[comp.archives] [comp.os.research] TR available: "Estimating the Reliability of Hosts Using the Internet"

darrell@sequoia.ucsc.edu (Darrell Long) (03/12/91)

Archive-name: internet/research/internet-host-reliability/1991-03-11
Archive: midgard.ucsc.edu:/pub/tr/ucsc-crl-91-06.ps.Z [128.114.14.6]
Original-posting-by: darrell@sequoia.ucsc.edu (Darrell Long)
Original-subject: TR available: "Estimating the Reliability of Hosts Using the Internet"
Reposted-by: emv@ox.com (Edward Vielmetti)


This is a substantial revision (all new experiments) of the earlier "A Study
of the Reliability of Internet Sites".

It's available via anonymous FTP from midgard.ucsc.edu (128.114.14.6) as
pub/tr/ucsc-crl-91-06.ps.Z

DL
-- 

        Estimating the Reliability of Hosts Using the Internet

        D. D. E. Long                         J. L. Carroll, C. J. Park
Computer & Information Sciences                 Mathematical Sciences
   University of California                   San Diego State University
     Santa Cruz, CA 95064                        San Diego, CA 92182

(408) 459-2616                              (619) 594-7242, (619) 594-6171

darrell@cis.ucsc.edu                      carroll@sdsu.edu, cjpark@sdsu.edu



                                ABSTRACT

Modeling the reliability distributed systems, whether through analysis or
simulation, requires a good understanding of the reliability of the
components.  Careful modeling allows highly fault-tolerant distributed data
bases and similar applications to be constructed at the least cost.

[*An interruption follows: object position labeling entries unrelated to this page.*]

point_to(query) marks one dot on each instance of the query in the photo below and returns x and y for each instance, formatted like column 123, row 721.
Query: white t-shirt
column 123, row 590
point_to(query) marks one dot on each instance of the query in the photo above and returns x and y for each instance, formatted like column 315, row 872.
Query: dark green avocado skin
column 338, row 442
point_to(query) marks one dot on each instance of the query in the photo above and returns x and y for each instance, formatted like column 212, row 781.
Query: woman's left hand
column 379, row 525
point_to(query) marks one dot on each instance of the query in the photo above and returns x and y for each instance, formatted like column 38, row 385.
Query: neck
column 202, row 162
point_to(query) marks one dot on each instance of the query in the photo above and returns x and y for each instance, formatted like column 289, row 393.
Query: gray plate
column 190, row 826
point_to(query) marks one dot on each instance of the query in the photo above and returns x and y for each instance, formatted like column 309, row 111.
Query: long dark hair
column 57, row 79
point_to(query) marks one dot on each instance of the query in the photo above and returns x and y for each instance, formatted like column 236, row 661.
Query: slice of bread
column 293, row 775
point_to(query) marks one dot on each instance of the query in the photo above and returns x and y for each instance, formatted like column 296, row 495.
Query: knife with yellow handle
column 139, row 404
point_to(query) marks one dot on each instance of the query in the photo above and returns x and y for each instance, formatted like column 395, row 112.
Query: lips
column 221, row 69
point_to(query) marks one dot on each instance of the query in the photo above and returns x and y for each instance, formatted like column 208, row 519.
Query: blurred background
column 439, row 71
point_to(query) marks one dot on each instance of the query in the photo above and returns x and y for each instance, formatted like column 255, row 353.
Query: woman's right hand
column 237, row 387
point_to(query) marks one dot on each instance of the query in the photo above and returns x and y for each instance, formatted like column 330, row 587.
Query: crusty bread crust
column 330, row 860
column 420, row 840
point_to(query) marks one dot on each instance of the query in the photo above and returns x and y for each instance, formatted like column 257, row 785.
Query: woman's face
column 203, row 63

It is often assumed that the failure and repair rates of components are
exponentially distributed.  This hypothesis is testable for failure rates,
though the process of gathering and reducing the data to a usable form can be
difficult.  By applying an appropriate test statistic, some of the samples
were found to have a realistic chance of being drawn from an exponential
distribution, while others can be confidently classed as non-exponential.

For this study, data were collected from a large number of hosts via the
Internet with no special privileges or monitoring facilities.  Over 350,000
hosts were considered, and more than 68,000 of these that were judged
likely to respond were queried.  These hosts were sampled several times over
the course of two months to obtain up-times, and finally to determine average
host availability.  A rich collection of information was gathered in this
fashion, allowing estimates of availability, mean-time-to-failure (MTTF) and
mean-time-to-repair (MTTR) to be derived.  The results reported here
correspond with those seen in practice.